NMOS for discovering, registering and managing media flows (IS-04 and IS-05)

As mentioned before the NMOS specifications describe a control plane that makes ST 2110 based infrastructure manageable and simpler to operate. With the IS-04 specifications, NMOS describes how devices can register with a shared registry and how they can query the registry for information about other devices. It supports both central registries and peer-to-peer discovery to allow for smaller setups. Sending and receiving devices register their capabilities, and sending devices such as cameras or encoders register the available flows so that receivers can pick them up.

And picking up flows is what IS-05 describes. It specifies how media flows can be set up or removed between a sending and receiving device, independently of the actual protocol used to carry the flow. It supports both unicast and multicast flows, and connections can be immediately set up or scheduled for the future.

When distributing production across a WAN, it means that your NMOS registry needs to know about devices and flows available at multiple locations. The solution tends to be a multi-domain setup, where a registry is available at each location, and where an overarching broadcast controller is connected to each of those registries to control each individual device and flow.

NMOS for controlling network connections (IS-06)

To make sure that broadcast controllers can talk to network controllers and request connectivity in a standardized way, NMOS has created the IS-06 specification. It covers how to discover network resources, how using network resources can be authorized and secured and how to monitor usage.

The broadcast controller gets to know about the network topology from the network controller, and it can create, modify and delete flows as well as unicast and multicast receivers. Setting up flows also includes reserving network resources needed, such as bandwidth, and setting flow priorities.

Multiple broadcast controllers can connect to one single network controller and network fabric, allowing for multi-tenancy setups where a broadcast controller only has access to certain resources.

In a distributed environment you typically have one network controller per location, managing the local switch fabric. On top of this, for the WAN you will need a dedicated WAN controller, managing resources and bandwidth. To be able to use leased or shared infrastructure you need a WAN solution that can reserve bandwidth and isolate services end-to-end.

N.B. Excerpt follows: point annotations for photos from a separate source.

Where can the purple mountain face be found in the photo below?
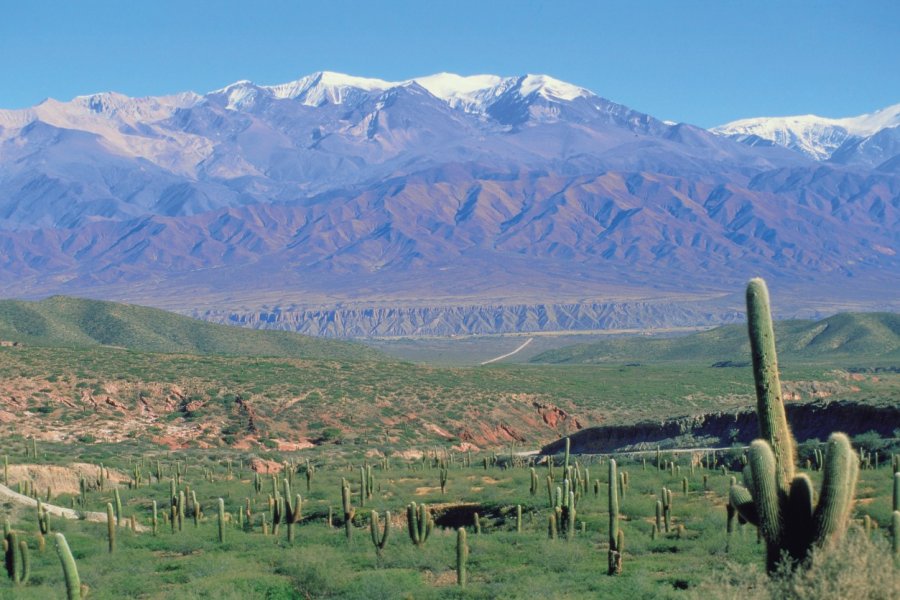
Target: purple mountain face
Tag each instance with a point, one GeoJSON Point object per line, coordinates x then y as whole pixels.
{"type": "Point", "coordinates": [445, 204]}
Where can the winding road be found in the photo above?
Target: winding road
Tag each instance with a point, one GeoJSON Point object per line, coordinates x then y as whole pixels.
{"type": "Point", "coordinates": [528, 341]}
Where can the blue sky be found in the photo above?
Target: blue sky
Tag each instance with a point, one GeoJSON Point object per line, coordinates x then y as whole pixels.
{"type": "Point", "coordinates": [702, 62]}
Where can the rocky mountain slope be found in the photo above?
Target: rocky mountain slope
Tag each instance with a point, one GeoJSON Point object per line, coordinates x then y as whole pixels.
{"type": "Point", "coordinates": [332, 199]}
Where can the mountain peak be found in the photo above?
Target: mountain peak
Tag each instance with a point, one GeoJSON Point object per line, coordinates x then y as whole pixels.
{"type": "Point", "coordinates": [815, 136]}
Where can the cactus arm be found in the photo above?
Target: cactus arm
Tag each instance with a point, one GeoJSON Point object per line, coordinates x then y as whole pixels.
{"type": "Point", "coordinates": [765, 491]}
{"type": "Point", "coordinates": [70, 570]}
{"type": "Point", "coordinates": [799, 518]}
{"type": "Point", "coordinates": [838, 484]}
{"type": "Point", "coordinates": [462, 556]}
{"type": "Point", "coordinates": [739, 497]}
{"type": "Point", "coordinates": [773, 426]}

SMPTE 2110 is designed to support more flexible workflows than in the past. It does so by breaking apart audio, video and data into separate elementary streams. Streams that are timed and synchronized using the PTP protocol. It also manages challenges inherent with moving to IP, such as burstiness.

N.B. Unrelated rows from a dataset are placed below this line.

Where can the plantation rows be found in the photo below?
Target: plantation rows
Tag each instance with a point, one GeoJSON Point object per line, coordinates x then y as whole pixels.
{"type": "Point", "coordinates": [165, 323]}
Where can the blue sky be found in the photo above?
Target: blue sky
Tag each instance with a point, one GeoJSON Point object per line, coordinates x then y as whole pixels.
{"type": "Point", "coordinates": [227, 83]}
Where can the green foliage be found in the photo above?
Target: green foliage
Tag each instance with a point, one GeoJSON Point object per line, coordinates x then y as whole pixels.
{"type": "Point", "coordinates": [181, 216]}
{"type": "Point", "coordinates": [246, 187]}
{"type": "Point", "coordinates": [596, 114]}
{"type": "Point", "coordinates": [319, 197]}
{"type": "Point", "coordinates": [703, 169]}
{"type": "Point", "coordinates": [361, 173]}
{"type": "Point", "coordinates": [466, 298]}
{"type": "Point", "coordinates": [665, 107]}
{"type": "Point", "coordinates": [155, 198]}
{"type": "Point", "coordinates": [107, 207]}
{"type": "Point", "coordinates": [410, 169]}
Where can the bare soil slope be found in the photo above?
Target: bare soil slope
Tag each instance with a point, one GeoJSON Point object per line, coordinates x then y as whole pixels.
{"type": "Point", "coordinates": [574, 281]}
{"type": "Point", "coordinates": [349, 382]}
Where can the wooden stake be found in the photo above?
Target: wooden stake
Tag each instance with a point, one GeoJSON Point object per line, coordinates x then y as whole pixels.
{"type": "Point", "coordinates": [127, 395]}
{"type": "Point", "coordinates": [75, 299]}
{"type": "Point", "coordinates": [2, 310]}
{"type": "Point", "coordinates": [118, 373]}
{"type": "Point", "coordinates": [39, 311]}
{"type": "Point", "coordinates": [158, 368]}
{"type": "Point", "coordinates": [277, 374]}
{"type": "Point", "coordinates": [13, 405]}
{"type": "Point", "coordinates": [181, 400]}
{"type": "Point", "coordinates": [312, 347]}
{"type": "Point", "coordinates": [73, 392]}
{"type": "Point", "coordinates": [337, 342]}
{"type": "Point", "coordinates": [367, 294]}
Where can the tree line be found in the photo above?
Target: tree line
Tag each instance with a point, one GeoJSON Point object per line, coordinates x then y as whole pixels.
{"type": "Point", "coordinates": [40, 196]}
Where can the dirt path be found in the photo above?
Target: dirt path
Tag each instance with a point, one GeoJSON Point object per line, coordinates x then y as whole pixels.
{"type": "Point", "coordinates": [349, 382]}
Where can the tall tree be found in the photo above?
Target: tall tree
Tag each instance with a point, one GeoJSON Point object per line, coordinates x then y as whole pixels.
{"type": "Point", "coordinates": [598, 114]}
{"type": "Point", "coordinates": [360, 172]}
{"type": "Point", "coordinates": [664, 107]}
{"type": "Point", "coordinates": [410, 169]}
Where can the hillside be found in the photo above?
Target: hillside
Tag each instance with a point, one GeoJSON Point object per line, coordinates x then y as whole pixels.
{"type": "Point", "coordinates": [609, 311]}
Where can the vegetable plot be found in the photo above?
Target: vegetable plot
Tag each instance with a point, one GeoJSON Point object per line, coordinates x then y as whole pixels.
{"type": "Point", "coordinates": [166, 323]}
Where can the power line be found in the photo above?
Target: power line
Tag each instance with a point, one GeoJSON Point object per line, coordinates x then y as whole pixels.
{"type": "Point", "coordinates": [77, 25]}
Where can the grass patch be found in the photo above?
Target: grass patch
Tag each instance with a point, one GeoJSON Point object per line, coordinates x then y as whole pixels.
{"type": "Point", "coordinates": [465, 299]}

Its sibling, the NMOS specifications, describe how devices can detect each other and available streams, how they set up flows from sender to receiver and how a broadcast controller can manage network resources when needed.

And as outlined throughout this article, the shift from SDI to SMPTE 2110 does come with a set of challenges. Especially in wide area networks. Challenges which we will be looking closer at in the next post in this series on SMPTE 2110.





A suite of standards for handling digital media in an IP network. ST 2110 defines the separation of audio, video and ancillary data into elementary streams and is intended for used within broadcast production and distribution facilities

The Society of Motion Picture and Television Engineers is a global professional association of engineers, technologists, and executives working in the media and entertainment industry.


SMPTE 2110 is a standard designed for flexible workflows by breaking apart video, audio, and ancillary data for independent routing and processing.

SMPTE 2110 is video format agnostic, handling various formats like 720, 1080, 4K, and HDR in both compressed and uncompressed workflows.

NMOS specifications provide the control plane, managing device detection, stream availability, and connecting devices in ST 2110 infrastructures.

SMPTE 2110 uses PTP (IEEE 1588) for timing and synchronization, with metadata described using SDP and managed by NMOS specifications.

Challenges include ensuring PTP accuracy over longer distances and managing burstiness inherent in IP-based media data planes​​.